While many indie devs have probably not given much thought to VR or AR gaming, it’s important to recognize that these technologies aren’t going away. More importantly, VR and AR games have whole worlds full of untapped potential just waiting for the right creative minds to take advantage of them. And while VR is currently a bit exclusive as a result of the high cost of the equipment, it is looking increasingly likely that it will become more accessible to the gaming community. Oculus has already confirmed they are developing a stand alone VR headset that could be ready as early as next year. Game devs who aren’t taking advantage of this emerging market when it’s still new will be kicking themselves in a few years.
4. Dream Daddy and the Need for Good LGBT+ Rep in Gaming
Remember what I was saying about growing pains and the increasing push for diversity in gaming? Here’s one that got it right. After Dream Daddy, never again will industry professionals be able to claim there’s just “no market” for LGBT+ stories and characters in games.
Dream Daddy: A Dad Dating Simulator shot straight to the top of Steam’s sales list and made huge waves on social media, ending Overwatch’s nine-month reign as the most talked about game on Tumblr and made headlines on major news publications that don’t typically even acknowledge the gaming industry. The Guardian published “Dream Daddy: How the Gay Dad Dating Sim Became a Hit Game of the Summer.” Business Insider discussed how “surprisingly earnest” the game is, overcoming fears that it would be disrespectful or treat same-sex relationships as a punchline. An article on Wired bears the headline “Dream Daddy, A Queer Dating Sim, Might be the Gaming Miracle of the Year.”
The general consensus is that Dream Daddy is a game changer. It tapped into something no other game had been able to offer, and while the delightfully on-point dialogue and frequent Dad jokes certainly helped, it was the genuine care taken to make the game diverse, inclusive, and unapologetically queer that really pushed it over the top.
5. Is Violence a Necessary Mechanic in Gaming?

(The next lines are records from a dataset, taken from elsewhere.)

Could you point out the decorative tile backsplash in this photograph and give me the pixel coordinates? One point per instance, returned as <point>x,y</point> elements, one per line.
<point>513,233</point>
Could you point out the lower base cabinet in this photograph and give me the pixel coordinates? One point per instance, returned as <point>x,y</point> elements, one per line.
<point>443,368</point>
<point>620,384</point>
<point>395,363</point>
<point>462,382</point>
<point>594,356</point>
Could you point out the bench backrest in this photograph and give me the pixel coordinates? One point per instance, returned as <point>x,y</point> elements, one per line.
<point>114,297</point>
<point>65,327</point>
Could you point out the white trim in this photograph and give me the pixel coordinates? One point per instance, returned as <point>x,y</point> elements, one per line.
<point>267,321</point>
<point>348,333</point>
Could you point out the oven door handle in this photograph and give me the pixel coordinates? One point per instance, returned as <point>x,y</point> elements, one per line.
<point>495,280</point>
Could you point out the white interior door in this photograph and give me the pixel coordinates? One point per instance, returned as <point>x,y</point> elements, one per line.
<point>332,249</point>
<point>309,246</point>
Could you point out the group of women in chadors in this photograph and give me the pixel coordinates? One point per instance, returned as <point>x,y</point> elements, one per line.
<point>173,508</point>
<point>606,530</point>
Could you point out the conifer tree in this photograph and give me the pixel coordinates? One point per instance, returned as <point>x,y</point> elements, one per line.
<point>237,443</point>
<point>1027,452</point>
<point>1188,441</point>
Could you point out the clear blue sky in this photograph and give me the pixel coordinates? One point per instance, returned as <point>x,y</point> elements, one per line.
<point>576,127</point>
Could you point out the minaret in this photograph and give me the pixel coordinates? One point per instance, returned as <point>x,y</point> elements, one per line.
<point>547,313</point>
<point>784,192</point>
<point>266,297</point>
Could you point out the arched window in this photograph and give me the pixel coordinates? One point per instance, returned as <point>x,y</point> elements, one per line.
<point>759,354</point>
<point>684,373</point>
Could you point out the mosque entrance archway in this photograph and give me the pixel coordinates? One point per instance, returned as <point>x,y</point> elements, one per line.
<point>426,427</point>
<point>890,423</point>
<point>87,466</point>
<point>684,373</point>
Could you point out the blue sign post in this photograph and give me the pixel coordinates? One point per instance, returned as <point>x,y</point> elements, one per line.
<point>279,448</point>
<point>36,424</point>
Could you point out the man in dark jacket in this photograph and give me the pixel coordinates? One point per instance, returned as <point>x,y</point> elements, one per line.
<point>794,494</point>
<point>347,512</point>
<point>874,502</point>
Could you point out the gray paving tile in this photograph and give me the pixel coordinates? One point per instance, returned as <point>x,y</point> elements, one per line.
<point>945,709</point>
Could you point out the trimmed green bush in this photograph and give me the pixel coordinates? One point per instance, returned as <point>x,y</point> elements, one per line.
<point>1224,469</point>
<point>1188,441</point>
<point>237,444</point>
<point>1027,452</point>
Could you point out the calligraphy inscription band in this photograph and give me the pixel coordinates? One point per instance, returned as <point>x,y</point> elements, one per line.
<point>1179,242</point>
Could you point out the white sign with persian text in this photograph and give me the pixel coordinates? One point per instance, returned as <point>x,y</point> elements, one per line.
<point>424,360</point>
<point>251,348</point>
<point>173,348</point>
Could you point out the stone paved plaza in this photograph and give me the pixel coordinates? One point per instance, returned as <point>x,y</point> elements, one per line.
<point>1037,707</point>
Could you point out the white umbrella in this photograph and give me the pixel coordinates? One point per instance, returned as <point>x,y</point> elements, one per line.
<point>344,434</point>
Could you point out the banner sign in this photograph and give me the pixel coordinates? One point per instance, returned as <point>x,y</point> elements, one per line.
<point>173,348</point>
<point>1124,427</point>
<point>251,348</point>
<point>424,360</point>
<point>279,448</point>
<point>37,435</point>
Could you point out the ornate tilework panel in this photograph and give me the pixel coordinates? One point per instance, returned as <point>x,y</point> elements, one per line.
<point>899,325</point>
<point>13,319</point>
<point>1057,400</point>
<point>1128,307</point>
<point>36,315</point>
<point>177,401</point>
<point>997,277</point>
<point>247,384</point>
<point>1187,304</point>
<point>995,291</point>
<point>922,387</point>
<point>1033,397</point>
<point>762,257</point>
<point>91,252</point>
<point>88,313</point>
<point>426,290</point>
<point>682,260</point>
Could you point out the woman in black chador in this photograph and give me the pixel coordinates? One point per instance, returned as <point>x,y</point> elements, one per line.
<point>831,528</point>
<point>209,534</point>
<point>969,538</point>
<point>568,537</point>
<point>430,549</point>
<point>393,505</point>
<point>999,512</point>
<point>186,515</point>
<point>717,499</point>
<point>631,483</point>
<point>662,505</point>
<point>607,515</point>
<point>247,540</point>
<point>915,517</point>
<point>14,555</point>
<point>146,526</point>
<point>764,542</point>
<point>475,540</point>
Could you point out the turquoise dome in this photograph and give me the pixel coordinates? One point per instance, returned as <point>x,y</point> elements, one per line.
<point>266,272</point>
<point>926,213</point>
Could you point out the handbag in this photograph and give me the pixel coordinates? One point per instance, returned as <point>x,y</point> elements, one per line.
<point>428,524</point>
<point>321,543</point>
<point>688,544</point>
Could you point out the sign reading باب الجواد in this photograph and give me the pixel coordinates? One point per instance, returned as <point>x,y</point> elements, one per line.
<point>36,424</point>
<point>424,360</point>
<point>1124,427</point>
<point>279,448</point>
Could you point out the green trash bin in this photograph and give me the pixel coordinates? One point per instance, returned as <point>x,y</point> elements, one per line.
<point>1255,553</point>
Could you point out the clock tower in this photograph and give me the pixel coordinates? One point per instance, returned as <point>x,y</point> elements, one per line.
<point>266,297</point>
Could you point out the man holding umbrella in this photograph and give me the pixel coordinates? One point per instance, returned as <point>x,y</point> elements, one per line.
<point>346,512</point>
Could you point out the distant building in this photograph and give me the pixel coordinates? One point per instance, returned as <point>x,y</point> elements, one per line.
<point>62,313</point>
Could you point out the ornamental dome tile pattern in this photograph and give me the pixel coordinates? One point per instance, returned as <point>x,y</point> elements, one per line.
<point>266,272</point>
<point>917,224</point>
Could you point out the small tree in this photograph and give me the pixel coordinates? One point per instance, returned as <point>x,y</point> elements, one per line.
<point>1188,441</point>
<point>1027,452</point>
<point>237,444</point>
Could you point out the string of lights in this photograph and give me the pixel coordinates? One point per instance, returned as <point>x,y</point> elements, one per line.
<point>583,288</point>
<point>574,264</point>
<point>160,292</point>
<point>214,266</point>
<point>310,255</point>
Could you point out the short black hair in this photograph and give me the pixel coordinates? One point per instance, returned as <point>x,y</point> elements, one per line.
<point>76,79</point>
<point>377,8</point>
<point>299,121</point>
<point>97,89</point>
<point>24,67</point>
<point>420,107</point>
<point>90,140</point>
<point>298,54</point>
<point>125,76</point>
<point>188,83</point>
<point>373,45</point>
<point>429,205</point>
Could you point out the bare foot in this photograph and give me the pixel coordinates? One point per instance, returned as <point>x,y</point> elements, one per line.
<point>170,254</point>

Following this year’s E3, Pop Culture Detective posted a video titled “The Unfulfilled Potential of Video Games.” In it, he questions the prevalence of violence and combat mechanics within the gaming industry: Why is it that it has become the focus of nearly all games, excluding racing and eSports? The video raises questions I doubt many of us have ever really considered before, and it just might inspire you to reconsider the way you think about games.
An article published to I Need Diverse Games titled “The Violent Banality & the Need for Better” echoed similar sentiments, questioning why games rarely offer other forms of problem solving, and even offers suggestions as to alternative mechanics game devs might consider playing with instead.
None of this is to say there is something wrong with the combat mechanic in gaming, but the question of why it has become so dominant is a valid one, and spending some time thinking about it might just inspire you to try something new.
New debates, conversations, and trends are constantly emerging in the gaming industry, and they are the perfect place to find inspiration for your next great project, or even for ideas on how to take your currently one to the next level. I know you’re busy, but taking a minute every day to catch up on recent industry news can make a big difference–and these five the perfect place to start.